時のうねりのはざまにて

歴史小説もどきを書いてみます。作品と解説の二部構成で行こうと思います。

蒲殿春秋(三百十八)

2008-11-19 05:35:54 | 蒲殿春秋
倶利伽羅峠の戦いにおいて大勝利を収めた義仲の元へ
奥州の王者藤原秀衡から駿馬が届けられた。
この馬は義仲が戦勝祈願した八幡宮へ奉納された。

奥州からの戦勝祝いが届いた。
つまり奥州は義仲の勝利に祝意を示し、義仲と良好な関係でありたいという意思を示したことになる。
ということは義仲の背後の脅威は減少したということになる。
義仲の周囲には、彼が越後から排斥した城氏の残存勢力そして奥州藤原氏、さらには南坂東を押さえている源頼朝、信濃に接する甲斐源氏の諸勢力が存在する。
そのうち最も恐ろしい相手は奥州藤原氏。
奥州藤原氏が支配下に収めている地域と越後は直に接している。

この奥州藤原氏との提携なくして義仲は越後を離れることはできない。
奥州藤原氏は横田河原の戦いの後、城氏が支配下においていた会津や出羽を攻め城氏没落に手を貸した。
藤原秀衡もしくは彼と緩やかな主従関係を結んでいる奥州の豪族たちに近隣への支配拡大の欲望が全くないわけではない。
従って義仲の不在中に越後が奥州藤原氏の侵攻を受けない可能性は皆無ではないのである。
けれども、現在秀衡は義仲に和平の意を示している。これで義仲の留守中に越後が侵される心配は無くなった。

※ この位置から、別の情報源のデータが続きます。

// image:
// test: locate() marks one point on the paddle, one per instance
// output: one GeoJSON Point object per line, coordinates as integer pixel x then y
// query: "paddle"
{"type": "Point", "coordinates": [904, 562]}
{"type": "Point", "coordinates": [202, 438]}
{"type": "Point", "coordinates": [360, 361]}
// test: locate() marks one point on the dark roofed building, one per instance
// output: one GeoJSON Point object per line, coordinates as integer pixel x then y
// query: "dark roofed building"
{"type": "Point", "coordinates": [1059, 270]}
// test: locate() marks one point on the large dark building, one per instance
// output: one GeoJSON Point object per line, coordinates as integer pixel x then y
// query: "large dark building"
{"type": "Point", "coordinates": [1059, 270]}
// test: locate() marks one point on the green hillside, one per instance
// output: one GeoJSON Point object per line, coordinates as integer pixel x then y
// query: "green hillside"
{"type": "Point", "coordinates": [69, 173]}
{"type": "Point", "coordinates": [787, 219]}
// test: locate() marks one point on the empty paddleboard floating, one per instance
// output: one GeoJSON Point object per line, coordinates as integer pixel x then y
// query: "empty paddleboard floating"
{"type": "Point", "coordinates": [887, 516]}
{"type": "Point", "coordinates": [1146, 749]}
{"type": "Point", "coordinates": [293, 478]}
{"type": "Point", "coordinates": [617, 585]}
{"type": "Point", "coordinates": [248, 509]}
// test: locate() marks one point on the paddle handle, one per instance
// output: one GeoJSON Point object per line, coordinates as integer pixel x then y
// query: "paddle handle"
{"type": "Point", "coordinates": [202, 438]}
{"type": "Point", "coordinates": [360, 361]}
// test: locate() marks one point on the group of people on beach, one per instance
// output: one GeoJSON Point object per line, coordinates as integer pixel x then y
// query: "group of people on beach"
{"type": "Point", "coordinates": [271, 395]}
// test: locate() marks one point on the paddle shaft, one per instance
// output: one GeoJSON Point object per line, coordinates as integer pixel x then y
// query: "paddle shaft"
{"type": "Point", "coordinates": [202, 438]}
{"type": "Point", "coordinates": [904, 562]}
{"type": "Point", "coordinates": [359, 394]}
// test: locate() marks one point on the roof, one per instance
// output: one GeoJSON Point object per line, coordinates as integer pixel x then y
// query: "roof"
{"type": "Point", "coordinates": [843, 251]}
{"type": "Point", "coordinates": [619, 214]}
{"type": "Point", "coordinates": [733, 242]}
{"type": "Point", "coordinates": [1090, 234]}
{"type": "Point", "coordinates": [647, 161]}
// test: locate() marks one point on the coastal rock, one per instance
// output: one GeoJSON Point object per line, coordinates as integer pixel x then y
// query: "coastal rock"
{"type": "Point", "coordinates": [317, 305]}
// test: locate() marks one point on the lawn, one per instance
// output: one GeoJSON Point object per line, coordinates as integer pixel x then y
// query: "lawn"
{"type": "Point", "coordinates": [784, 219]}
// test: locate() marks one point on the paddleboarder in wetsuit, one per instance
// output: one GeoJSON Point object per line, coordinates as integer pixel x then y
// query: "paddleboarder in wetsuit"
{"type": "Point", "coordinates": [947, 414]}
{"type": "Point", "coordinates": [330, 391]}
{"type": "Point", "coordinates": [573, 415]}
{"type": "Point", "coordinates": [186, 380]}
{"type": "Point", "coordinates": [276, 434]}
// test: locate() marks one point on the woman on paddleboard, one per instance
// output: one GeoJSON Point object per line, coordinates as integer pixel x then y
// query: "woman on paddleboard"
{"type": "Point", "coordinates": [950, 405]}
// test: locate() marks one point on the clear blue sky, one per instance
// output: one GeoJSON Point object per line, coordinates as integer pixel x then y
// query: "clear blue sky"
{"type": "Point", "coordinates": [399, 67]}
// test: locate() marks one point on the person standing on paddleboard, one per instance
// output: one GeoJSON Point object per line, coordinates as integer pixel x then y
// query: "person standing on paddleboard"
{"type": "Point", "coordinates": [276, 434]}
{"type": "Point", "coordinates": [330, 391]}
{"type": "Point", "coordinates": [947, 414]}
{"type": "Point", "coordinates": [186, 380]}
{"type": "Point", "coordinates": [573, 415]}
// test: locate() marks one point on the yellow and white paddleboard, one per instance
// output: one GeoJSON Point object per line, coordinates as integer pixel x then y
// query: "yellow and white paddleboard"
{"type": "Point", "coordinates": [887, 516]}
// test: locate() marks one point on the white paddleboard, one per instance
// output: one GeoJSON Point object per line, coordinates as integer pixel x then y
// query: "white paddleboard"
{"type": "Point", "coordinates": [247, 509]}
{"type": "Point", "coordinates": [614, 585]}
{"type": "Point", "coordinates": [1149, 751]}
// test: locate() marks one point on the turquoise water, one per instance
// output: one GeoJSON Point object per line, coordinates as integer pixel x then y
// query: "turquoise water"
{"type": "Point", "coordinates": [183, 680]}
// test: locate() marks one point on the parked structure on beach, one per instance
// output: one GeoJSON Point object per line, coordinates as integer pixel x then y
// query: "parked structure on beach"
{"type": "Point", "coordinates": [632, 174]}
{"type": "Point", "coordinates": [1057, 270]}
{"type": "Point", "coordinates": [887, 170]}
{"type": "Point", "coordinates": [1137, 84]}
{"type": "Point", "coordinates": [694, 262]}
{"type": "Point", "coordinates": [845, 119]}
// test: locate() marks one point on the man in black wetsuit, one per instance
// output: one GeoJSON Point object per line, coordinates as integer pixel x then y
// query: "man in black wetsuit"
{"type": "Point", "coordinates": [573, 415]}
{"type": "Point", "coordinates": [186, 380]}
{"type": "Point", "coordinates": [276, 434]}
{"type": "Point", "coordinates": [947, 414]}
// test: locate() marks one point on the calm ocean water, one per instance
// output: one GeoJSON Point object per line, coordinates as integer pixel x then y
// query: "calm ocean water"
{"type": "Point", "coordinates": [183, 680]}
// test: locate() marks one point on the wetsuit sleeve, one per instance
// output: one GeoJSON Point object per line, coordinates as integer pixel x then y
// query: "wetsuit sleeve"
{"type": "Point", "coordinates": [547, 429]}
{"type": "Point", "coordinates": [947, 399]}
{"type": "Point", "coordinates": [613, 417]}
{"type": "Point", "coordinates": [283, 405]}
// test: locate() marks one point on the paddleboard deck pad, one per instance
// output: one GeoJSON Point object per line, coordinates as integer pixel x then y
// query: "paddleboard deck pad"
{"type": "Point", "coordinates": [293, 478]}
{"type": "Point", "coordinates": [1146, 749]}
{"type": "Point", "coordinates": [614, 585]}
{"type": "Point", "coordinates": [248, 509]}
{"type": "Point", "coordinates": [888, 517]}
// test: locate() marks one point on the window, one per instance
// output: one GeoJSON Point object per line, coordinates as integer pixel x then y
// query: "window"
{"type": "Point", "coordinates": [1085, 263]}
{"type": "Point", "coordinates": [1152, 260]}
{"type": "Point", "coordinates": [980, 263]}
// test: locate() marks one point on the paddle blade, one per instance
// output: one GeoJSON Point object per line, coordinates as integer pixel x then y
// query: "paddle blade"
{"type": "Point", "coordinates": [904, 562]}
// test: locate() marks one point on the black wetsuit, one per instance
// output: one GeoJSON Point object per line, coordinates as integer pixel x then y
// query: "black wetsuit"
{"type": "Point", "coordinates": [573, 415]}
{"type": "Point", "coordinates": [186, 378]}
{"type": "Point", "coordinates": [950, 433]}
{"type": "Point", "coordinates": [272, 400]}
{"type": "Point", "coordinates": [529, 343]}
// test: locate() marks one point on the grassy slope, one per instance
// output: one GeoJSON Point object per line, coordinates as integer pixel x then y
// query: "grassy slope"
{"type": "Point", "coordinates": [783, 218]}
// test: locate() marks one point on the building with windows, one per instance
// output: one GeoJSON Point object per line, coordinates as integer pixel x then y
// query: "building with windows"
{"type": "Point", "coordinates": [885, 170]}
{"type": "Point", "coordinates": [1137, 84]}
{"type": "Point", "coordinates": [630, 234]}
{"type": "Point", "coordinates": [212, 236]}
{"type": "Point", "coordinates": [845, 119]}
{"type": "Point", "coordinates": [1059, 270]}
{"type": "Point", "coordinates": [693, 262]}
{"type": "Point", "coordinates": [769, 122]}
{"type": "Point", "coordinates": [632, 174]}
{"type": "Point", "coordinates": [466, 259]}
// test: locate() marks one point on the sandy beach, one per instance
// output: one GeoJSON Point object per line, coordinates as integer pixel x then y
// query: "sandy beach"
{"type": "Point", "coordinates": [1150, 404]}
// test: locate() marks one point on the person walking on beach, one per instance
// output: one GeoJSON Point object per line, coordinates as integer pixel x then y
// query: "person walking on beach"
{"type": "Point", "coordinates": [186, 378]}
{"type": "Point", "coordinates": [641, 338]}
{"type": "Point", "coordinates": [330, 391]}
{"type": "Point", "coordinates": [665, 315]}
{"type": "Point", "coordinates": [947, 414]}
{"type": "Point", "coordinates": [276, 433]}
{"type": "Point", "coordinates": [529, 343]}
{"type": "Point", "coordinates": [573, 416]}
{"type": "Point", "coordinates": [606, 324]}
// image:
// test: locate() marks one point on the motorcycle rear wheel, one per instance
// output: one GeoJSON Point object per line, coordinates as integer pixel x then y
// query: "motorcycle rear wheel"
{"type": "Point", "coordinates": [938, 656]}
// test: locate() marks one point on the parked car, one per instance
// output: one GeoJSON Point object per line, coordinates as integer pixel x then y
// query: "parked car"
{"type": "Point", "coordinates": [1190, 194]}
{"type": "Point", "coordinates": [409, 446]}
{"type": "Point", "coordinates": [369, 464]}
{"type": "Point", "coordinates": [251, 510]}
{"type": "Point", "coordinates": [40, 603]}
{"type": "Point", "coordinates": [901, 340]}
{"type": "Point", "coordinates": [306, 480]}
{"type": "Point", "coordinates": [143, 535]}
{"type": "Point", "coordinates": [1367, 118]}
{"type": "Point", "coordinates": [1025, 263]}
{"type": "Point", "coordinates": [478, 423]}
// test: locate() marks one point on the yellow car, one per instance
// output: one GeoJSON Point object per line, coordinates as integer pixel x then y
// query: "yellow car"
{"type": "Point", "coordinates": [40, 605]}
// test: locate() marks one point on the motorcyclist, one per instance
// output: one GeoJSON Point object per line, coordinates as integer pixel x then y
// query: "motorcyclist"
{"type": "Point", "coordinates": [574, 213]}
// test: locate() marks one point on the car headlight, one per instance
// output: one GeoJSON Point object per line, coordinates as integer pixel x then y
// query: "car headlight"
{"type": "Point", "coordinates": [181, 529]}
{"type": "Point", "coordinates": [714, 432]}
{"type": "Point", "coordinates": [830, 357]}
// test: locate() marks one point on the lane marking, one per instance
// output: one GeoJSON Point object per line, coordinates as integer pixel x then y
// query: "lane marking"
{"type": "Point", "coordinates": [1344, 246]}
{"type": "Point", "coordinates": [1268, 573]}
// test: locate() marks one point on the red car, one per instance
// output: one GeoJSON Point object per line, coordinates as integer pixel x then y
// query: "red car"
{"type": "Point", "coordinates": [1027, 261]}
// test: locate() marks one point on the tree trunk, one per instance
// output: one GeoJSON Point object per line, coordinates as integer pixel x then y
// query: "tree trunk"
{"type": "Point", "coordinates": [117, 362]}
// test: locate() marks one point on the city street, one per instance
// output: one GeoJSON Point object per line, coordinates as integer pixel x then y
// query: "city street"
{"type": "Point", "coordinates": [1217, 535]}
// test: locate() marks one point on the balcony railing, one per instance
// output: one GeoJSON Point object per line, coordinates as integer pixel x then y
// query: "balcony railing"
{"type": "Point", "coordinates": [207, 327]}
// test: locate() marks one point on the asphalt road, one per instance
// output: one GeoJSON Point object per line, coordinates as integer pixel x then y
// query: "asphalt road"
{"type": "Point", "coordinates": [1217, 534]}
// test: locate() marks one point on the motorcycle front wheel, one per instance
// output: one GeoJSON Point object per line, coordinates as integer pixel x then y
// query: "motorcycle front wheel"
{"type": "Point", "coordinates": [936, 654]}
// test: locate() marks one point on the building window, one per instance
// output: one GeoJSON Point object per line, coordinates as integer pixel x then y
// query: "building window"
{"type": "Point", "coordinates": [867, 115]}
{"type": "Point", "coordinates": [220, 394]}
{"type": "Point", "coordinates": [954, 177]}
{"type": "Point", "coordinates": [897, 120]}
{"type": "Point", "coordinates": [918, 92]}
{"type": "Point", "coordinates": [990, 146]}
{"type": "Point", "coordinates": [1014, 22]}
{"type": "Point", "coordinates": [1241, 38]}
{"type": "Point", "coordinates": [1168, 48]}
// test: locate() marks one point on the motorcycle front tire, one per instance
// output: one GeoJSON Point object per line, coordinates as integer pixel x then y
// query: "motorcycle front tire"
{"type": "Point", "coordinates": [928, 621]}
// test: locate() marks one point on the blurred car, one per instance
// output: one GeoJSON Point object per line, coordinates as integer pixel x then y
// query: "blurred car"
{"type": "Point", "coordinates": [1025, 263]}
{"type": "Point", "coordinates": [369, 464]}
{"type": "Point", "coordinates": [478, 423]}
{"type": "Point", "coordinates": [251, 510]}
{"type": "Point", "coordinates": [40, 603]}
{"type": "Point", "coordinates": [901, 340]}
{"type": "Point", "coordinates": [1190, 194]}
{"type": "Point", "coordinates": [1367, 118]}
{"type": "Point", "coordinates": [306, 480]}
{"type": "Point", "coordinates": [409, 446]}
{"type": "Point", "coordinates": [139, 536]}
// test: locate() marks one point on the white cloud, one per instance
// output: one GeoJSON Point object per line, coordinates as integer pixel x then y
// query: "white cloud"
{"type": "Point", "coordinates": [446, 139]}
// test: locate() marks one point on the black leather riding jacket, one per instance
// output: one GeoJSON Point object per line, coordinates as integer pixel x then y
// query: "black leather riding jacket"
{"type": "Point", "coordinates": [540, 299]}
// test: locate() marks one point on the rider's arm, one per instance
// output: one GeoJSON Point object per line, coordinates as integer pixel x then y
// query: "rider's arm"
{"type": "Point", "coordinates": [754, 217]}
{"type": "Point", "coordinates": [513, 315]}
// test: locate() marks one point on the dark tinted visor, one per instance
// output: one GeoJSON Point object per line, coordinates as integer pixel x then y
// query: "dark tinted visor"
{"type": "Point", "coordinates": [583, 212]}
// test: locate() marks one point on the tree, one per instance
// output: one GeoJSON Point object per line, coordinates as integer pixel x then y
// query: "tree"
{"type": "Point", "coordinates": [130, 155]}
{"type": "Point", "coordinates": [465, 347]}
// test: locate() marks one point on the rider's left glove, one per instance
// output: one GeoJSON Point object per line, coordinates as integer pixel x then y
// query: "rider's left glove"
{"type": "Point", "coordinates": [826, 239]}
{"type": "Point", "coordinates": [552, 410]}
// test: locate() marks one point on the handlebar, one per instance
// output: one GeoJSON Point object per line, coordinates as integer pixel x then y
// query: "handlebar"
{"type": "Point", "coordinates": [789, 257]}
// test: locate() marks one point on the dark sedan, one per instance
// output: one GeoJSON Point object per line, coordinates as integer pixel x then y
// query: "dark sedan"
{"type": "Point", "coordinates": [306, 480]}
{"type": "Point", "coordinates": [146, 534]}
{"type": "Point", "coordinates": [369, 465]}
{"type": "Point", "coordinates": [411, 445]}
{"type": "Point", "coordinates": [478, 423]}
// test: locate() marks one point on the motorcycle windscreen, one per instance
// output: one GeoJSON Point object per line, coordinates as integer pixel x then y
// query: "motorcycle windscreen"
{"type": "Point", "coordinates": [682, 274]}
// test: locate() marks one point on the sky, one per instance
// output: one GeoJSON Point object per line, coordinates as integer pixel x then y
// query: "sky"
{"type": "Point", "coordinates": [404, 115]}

奥州藤原氏が義仲と同盟を結ぶとなれば義仲の留守の間に、城氏の残党や
坂東の頼朝が越後を脅かすことはできない。
彼らが下手に動けば、両者に対して敵対的な奥州藤原氏が必ず動く。

奥州藤原氏の実力に一目おいている義仲は
越後を勢力下に置くころから奥州との接触を図ってきた。
その成果はこの倶利伽羅峠の直後に現れたのである。

義仲は西へ進む支度を整え始める。
平家を北陸から追い落とし、更には都を目指すのである。

その一方で義仲は南の脅威甲斐源氏にも調略の手を伸ばす。
甲斐源氏の中の有力者の一人に協力を呼びかけるのである。
その協力者の名は安田義定。
甲斐源氏の中で最も西の遠江を支配下に収めている人物である。

義仲の書状は密かに義定の手に渡された。
そのことを義定の盟友源範頼は未だに知らない。